Sri Lanka’s presidential commission into disappearances continued public sittings in Mullaitivu on Friday, where hundreds of people made submissions searching for their missing loved ones.

Approximately 290 people filed complaints before the commission, which continues despite government announcement in October that the process was to be scrapped.

Relatives who went before the commission criticised the process, saying that officials were attempting to persuade them to accept death certificates for their missing loved ones. However, they refused.

“We hope that our relatives are alive and under army custody,” said one person who went before the commission on Friday. “We asked them to help us find our loved ones.”

Reports of the commission encouraging relatives to accept their loved ones have died have been ongoing, with evidence that officials offered chickens in exchange for accepting a death certificates.

Earlier this year Sri Lankan Prime Minsiter Ranil Wickeremsinghe claimed the tens of thousands of missing across the North-East were “probably dead” without any further clarification on the disappearances, sparking grief and concern amongst many Tamils.
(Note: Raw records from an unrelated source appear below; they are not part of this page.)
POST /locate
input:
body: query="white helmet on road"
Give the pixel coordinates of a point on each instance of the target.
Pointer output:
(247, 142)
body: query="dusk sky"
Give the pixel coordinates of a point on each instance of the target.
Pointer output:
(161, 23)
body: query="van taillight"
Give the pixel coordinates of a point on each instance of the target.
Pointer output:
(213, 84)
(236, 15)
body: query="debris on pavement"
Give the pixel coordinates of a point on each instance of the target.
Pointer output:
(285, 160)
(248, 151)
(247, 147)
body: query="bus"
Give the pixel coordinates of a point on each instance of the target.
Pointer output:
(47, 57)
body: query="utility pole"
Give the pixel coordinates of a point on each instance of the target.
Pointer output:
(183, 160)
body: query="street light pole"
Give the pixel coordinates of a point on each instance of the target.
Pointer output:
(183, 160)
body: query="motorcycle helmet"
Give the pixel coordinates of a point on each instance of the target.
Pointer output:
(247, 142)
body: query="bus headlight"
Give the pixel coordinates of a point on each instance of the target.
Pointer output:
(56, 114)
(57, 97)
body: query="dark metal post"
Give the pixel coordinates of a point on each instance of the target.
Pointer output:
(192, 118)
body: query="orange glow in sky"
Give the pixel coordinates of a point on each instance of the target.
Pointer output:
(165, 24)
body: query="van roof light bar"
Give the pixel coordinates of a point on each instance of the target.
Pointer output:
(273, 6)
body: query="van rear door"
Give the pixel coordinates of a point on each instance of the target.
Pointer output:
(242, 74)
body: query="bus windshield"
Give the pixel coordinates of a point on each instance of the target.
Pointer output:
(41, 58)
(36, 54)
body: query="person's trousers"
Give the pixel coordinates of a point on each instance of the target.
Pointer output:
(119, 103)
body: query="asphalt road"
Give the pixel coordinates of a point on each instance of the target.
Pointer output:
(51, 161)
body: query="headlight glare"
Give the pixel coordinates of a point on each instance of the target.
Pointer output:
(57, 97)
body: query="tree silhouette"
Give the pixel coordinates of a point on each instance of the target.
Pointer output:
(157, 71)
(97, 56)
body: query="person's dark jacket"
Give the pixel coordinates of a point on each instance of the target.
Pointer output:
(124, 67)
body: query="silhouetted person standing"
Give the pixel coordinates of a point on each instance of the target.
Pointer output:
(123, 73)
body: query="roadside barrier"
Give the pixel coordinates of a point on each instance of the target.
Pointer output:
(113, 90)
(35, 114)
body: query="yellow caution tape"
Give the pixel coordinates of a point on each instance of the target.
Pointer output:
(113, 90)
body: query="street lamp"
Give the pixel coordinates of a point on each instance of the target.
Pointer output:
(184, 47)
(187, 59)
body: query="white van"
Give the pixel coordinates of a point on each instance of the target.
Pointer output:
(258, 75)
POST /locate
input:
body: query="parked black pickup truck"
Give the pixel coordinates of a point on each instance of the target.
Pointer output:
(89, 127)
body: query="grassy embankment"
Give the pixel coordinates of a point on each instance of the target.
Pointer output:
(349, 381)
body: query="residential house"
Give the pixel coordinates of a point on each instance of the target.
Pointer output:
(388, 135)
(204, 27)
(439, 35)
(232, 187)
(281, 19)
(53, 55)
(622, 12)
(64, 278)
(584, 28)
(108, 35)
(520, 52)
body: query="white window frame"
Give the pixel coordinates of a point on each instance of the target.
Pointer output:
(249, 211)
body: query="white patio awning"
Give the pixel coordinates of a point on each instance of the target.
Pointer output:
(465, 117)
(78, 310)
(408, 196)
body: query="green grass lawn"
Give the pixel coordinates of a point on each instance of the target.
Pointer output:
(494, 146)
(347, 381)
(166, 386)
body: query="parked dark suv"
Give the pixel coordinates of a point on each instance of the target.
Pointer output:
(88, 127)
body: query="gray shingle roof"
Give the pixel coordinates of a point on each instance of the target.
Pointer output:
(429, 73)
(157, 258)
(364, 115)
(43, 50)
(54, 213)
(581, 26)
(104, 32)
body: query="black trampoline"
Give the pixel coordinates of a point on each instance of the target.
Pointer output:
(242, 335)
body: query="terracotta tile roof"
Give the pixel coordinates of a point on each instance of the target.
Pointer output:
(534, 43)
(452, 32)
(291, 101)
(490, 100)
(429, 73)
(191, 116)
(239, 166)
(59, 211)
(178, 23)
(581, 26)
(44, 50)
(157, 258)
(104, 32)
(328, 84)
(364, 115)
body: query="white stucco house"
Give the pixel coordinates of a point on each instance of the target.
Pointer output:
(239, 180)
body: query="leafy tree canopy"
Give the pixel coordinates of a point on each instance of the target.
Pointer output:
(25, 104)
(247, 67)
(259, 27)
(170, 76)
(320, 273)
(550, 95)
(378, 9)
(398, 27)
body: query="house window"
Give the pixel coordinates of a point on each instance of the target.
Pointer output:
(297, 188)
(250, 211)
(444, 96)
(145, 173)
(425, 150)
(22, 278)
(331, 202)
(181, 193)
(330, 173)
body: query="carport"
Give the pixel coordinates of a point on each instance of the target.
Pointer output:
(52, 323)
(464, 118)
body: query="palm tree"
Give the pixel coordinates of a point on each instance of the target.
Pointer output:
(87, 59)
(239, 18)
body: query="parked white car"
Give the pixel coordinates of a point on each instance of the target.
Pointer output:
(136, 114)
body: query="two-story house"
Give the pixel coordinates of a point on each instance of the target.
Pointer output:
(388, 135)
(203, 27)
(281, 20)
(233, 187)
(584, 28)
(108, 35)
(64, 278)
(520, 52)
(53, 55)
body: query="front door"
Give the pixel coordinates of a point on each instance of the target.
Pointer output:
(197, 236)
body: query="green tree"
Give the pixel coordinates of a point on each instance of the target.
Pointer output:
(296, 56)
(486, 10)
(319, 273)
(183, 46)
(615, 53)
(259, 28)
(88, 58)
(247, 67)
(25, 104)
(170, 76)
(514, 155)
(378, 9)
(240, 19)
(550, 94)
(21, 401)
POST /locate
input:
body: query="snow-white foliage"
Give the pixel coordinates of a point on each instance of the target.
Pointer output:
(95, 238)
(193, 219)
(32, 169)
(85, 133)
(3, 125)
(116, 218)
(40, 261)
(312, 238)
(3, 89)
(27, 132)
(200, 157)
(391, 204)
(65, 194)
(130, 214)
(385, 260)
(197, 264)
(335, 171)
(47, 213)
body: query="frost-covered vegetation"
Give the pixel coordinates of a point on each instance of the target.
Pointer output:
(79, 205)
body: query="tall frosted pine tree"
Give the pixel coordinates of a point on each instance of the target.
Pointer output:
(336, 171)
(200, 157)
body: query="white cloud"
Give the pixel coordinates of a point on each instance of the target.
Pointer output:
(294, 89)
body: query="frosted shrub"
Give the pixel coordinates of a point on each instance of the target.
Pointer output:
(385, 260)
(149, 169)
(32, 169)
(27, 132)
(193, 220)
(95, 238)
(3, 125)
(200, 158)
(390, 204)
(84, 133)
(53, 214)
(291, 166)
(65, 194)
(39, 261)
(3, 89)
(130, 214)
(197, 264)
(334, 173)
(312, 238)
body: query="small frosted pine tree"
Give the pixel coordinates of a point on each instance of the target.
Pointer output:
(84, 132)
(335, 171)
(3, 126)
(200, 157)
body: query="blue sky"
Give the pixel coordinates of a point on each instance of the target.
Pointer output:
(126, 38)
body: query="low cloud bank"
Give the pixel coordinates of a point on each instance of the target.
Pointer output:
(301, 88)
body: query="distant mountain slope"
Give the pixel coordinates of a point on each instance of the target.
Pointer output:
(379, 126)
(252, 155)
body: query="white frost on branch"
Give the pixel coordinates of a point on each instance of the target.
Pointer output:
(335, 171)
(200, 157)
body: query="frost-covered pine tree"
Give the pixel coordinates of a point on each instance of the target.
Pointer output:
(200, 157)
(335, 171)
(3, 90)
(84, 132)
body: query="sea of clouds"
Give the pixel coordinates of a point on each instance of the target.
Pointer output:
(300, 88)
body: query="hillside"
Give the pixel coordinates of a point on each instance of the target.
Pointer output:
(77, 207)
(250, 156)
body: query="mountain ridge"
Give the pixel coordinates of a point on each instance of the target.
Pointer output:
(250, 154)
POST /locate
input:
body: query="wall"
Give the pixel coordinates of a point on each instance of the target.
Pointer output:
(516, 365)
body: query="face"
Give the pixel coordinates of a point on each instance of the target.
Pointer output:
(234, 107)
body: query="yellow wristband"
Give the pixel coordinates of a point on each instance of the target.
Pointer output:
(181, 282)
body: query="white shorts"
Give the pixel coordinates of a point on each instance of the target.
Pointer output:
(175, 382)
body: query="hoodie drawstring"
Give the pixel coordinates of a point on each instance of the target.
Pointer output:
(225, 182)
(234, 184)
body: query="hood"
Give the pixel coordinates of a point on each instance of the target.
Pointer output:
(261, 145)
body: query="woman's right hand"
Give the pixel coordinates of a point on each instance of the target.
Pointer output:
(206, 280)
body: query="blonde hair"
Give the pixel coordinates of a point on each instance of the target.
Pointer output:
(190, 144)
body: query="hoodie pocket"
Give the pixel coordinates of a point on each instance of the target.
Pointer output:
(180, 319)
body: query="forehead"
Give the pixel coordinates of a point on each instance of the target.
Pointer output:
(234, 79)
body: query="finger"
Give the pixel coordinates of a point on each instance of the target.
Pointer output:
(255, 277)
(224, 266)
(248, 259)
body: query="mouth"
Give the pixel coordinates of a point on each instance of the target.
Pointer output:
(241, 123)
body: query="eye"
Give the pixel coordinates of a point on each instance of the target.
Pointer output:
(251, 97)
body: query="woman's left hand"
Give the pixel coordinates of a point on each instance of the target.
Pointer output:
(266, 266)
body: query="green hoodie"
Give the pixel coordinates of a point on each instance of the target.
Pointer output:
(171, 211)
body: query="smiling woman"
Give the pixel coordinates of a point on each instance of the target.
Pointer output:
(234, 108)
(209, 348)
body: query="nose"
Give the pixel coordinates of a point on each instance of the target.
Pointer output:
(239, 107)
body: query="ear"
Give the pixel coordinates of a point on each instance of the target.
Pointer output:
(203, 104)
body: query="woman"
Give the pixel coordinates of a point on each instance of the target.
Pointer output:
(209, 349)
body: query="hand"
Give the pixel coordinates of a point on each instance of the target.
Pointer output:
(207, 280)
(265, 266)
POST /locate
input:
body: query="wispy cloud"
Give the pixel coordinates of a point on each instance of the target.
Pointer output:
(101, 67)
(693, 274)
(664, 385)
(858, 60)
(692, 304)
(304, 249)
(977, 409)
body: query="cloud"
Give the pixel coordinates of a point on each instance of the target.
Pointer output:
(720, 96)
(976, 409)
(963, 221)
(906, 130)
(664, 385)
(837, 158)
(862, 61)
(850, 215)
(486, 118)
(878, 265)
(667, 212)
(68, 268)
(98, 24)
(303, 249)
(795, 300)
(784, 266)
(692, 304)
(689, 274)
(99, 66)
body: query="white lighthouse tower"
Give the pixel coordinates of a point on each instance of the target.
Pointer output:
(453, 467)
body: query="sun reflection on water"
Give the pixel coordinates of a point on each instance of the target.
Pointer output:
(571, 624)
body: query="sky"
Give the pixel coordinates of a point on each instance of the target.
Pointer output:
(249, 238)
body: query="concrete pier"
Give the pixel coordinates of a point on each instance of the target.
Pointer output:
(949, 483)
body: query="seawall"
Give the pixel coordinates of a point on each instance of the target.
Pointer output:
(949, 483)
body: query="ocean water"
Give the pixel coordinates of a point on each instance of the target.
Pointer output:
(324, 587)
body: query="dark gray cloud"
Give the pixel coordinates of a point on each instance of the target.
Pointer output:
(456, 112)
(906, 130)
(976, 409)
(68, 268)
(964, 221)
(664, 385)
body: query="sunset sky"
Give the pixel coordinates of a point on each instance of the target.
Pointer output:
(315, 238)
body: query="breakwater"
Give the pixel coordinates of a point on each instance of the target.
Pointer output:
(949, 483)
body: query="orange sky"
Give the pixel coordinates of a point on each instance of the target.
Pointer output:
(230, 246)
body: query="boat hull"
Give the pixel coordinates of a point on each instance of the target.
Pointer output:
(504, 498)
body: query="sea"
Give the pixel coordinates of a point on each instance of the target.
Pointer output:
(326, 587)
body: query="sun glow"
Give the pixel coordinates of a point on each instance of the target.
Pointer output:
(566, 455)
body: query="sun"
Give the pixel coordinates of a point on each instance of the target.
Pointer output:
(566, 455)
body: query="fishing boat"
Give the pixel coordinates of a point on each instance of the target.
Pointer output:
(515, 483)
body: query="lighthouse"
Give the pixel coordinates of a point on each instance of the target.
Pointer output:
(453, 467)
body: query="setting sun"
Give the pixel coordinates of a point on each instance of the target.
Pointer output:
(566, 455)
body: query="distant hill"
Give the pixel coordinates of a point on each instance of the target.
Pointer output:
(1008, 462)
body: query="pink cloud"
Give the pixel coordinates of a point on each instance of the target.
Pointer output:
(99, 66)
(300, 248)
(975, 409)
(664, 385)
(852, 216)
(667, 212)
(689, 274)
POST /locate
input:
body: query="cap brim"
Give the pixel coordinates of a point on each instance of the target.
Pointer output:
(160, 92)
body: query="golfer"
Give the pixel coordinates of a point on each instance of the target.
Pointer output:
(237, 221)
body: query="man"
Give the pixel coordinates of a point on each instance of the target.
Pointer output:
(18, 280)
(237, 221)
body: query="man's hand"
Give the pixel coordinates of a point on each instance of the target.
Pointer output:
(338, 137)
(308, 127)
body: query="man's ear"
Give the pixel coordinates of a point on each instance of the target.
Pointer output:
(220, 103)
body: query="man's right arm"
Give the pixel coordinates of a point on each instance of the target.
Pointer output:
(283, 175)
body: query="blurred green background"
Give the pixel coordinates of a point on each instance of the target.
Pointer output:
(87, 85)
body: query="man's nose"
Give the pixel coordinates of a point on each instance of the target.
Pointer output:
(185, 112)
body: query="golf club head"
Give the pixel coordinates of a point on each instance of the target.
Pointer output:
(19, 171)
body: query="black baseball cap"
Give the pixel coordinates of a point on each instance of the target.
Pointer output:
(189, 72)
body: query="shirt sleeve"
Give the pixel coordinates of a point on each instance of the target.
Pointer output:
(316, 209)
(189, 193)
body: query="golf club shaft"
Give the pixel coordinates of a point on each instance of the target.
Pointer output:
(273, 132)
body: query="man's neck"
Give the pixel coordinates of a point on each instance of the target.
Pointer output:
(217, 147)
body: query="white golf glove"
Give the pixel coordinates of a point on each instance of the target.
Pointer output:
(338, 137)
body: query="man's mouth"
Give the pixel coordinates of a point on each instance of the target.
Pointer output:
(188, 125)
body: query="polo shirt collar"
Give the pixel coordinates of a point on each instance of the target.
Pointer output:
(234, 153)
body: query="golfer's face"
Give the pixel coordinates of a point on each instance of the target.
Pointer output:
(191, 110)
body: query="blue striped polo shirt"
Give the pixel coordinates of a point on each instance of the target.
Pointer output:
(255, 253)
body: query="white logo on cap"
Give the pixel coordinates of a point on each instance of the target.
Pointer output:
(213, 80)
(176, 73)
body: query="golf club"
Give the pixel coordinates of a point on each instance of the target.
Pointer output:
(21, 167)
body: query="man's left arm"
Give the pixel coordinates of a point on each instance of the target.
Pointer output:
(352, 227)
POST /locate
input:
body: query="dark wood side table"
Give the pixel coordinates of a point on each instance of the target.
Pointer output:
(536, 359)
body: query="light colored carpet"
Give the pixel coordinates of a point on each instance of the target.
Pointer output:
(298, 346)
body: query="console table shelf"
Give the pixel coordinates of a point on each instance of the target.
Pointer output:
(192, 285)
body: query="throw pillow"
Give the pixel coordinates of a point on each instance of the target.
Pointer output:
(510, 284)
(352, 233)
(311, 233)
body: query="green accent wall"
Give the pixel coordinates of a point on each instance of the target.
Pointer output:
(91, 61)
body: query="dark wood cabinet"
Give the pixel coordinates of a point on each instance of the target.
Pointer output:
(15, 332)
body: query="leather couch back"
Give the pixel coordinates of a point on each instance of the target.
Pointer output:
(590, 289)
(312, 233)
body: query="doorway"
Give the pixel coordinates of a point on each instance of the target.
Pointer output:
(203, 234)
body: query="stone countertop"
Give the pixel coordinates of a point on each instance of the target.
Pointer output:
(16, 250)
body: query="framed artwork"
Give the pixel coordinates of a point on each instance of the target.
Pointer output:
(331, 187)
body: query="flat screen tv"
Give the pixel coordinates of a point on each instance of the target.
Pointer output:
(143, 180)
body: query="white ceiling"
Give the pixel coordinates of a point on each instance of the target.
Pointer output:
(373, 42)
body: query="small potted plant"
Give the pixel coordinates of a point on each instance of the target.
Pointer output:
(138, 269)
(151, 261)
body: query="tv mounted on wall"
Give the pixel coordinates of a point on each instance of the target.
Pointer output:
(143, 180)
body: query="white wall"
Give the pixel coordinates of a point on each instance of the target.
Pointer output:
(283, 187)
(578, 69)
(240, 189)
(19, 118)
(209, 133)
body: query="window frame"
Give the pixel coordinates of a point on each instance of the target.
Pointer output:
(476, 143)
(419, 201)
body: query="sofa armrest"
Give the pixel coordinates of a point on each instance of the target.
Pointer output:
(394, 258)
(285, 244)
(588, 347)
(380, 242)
The UN High Commissioner for Human Rights and UN Special Rapporteur Pablo de Greiff expressed concern at his comments, and called for further clarification.

The commission has also been criticised by both the UN High Commissioner for Human Rights and the UN Working Group on Enforced Disappearances, who have called for its abolition.

The chairman of Sri Lanka’s presidential commission Justice Maxwell Paranagama has slammed the UN human rights chief in previous statements and called the reports of over 40,000 Tamil civilians having been killed during the final stages of Sri Lanka’s armed conflict is a “myth”.